A vulnerability discovered on Bancor on Thursday would have allowed hackers to simply drain the funds of anyone who interacted with its smart contracts. The exploit relied on the concept of withdrawal authorization, introduced in the ERC-20 standard. This allows various Ethereum-based decentralized applications to automatically withdraw money from users’ wallets.
As Oded Leiba, a research engineer at ZenGo, wrote, the fund withdrawal function on Bancor’s smart contract was mistakenly set so that anyone could call it.
Bancor acted preemptively to “steal” user funds before malicious parties could intervene.
Compounding this issue was the fact that Bancor’s contracts requested an unlimited authorization to withdraw money on the first interaction with the protocol. Even if users only planned to test the protocol with a limited amount of funds, the system could withdraw their entire balance of that particular token.
As it turns out, many other DApps on Ethereum do the same.
Unlimited approval for an unlimited time
As Leiba told Cointelegraph, many well-known decentralized finance apps request infinite approvals. Among those tested by the ZenGo team, Compound, Uniswap, bZX, Aave, Kyber and dYdX all feature infinite or extremely large approvals.
Kain Warwick, the founder of Synthetix, told Cointelegraph that infinite approvals allow for better usability and lower gas usage, with the trade-off of higher risk. So far, most DeFi platforms seem to prefer usability. Nevertheless, in the wake of the accident, Bancor decided to modify its contracts to only approve the necessary amount with each trade.
Cointelegraph also contacted Aave to learn more about their decision to use infinite allowances but did not receive a response.
Warwick believes that “it is a serious issue as each new contract you give an ‘infinite approval’ to exposes you to more tail risk if the contract is compromised.”

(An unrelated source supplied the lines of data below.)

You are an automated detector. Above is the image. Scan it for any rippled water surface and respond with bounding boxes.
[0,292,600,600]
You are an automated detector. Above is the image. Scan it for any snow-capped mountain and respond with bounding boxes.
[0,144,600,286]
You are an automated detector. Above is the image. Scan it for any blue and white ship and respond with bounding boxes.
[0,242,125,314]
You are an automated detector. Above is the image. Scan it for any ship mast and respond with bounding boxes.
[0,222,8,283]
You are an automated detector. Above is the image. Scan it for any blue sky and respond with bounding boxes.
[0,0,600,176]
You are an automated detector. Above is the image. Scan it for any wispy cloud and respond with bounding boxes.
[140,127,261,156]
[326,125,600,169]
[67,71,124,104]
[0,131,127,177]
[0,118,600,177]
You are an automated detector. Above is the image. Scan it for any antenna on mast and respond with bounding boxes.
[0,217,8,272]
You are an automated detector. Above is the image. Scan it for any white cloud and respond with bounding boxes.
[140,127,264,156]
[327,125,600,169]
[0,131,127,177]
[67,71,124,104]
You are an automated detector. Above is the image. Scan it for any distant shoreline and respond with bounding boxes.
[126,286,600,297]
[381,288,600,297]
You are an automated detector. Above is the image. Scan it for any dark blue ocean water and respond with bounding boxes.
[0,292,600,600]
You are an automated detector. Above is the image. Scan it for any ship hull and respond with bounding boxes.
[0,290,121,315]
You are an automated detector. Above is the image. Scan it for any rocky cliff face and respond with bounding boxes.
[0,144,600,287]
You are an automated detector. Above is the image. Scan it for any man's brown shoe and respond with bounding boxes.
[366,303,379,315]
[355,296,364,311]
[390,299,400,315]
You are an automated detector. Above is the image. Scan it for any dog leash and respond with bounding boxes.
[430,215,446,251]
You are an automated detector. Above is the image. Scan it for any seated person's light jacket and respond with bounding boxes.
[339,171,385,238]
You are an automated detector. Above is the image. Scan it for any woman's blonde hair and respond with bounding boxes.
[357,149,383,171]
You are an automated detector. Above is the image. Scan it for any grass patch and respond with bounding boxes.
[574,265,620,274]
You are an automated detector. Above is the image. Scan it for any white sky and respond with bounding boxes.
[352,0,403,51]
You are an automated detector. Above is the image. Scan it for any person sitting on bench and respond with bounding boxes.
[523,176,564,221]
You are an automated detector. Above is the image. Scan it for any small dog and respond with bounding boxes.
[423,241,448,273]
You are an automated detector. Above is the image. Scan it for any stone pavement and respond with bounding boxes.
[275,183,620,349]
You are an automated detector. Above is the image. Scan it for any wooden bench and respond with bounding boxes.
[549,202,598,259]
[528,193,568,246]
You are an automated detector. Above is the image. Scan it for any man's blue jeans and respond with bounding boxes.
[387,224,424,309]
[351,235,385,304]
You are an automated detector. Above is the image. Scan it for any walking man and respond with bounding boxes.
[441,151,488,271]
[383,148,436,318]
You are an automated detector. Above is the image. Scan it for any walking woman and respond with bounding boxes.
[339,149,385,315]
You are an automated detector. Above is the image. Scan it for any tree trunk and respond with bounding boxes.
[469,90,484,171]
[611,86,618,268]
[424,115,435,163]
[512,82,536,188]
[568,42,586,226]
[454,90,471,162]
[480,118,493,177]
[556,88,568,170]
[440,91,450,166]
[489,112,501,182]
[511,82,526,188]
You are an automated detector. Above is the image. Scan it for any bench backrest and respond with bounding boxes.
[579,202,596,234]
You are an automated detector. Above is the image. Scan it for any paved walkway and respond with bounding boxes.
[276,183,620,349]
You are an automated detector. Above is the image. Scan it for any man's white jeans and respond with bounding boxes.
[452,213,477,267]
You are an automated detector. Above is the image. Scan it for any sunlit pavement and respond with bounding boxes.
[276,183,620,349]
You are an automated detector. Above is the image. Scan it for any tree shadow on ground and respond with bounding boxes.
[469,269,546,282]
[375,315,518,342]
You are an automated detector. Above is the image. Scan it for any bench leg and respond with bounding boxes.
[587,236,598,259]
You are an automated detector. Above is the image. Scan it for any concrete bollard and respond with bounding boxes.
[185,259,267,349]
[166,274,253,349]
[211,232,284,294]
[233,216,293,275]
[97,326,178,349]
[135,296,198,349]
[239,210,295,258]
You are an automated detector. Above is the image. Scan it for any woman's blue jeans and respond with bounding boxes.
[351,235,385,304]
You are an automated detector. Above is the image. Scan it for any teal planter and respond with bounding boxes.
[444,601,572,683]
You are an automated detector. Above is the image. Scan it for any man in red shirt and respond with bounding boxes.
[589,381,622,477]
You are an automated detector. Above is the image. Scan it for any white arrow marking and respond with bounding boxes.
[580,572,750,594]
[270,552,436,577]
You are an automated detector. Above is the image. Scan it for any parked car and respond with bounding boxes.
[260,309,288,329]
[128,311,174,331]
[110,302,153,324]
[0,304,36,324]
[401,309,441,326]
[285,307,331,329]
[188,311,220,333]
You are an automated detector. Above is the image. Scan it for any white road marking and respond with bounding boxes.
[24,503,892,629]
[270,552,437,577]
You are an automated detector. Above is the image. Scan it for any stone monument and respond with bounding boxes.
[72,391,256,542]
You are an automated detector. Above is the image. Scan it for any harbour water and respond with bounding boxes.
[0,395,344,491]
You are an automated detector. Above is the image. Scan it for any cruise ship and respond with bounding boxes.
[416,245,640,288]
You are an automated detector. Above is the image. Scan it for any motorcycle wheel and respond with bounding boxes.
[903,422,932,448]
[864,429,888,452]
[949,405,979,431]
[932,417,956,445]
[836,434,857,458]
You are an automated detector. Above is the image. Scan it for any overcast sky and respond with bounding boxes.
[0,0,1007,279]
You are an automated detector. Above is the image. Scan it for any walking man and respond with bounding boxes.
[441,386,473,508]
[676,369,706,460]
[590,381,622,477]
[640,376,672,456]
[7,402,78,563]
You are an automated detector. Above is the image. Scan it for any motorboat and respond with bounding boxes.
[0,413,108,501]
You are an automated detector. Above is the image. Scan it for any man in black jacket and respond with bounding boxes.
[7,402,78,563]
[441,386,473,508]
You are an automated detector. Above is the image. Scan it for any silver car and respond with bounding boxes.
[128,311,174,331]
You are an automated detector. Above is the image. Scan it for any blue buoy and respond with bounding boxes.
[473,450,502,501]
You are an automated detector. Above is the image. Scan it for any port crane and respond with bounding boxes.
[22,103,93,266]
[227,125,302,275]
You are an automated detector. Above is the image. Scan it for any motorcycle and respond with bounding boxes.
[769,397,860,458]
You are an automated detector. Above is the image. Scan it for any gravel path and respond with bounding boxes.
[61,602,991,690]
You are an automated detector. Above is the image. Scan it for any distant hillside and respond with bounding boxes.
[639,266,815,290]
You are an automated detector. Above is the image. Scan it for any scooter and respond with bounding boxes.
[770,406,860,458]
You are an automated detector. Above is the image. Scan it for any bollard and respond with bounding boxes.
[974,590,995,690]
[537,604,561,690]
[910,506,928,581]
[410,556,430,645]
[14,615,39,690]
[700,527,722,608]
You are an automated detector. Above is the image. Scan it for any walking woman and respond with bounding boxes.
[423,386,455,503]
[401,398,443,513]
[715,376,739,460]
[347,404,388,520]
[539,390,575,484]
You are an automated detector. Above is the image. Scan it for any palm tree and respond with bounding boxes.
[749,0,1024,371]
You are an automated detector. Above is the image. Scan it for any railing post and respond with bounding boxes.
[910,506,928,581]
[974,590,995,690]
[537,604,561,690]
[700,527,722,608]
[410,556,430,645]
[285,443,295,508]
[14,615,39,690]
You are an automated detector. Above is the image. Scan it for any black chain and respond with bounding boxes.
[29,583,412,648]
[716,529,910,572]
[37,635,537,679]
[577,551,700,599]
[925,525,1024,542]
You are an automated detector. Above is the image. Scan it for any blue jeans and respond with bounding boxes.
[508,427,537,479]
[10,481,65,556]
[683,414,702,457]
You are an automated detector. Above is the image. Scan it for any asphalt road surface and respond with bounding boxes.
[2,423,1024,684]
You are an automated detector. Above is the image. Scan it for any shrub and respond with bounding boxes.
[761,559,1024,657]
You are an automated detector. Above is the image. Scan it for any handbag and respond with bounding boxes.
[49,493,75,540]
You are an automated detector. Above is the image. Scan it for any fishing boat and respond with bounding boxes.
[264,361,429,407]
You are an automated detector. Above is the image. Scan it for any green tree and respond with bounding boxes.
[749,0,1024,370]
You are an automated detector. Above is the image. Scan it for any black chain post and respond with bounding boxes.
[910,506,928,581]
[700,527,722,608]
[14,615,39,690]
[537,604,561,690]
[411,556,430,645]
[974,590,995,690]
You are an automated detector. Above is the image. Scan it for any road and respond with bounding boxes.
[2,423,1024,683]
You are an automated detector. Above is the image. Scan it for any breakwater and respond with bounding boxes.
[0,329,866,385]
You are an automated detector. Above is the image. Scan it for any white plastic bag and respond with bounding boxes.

Even when the platform is no longer used, approvals remain in force. Leiba noted that over 160 addresses remain vulnerable to the bugged Bancor smart contract — presumably with no funds. Should they return to activity, however, hackers would be able to steal the money at any point in time.
Standards are to blame?
There are fundamental limitations to the ERC-20 token standard commonly used today. For one, approvals cannot have a time limit, which could have helped mitigate some of the longer-term effects of infinite allowances.
Various competing standards such as ERC-223 sought to mitigate the issue by removing the need to grant approvals altogether. In most existing applications, interactions with a smart contract can be manually signed off each time without significantly impacting the user experience.
However, smart contracts cannot respond to unilateral “transfer” calls made by a user. They must instead collect the tokens on their own by using the “transferFrom” function, which requires setting up the allowance via the “approve” method.
Warwick explained that the team initially used the more advanced ERC-223 standard. However, issues with excessive gas usage and errors with contracts that didn’t support the new standard forced the community to abandon it. He added:
“Standards are hard, and when everything is designed for ERC20 unilaterally moving to ERC223 creates a lot of friction.”
How to fix this
Some wallets allow users to modify the specific amount of the allowance during the approval request — though few clearly disclose what the default value is. ZenGo implemented a system where approvals are sent concurrently with each transfer, which can help protect users at the cost of higher gas usage.
Warwick shared his security practices:
“I do give contracts infinite approvals but I am very careful which of my accounts I do it with and to which contracts I give it to because it is less friction, but much higher risk.”
He also suggested that it is “worth doing maintenance” by removing allowances on unused contracts through tools such as Revoke, Approved Zone and TAC.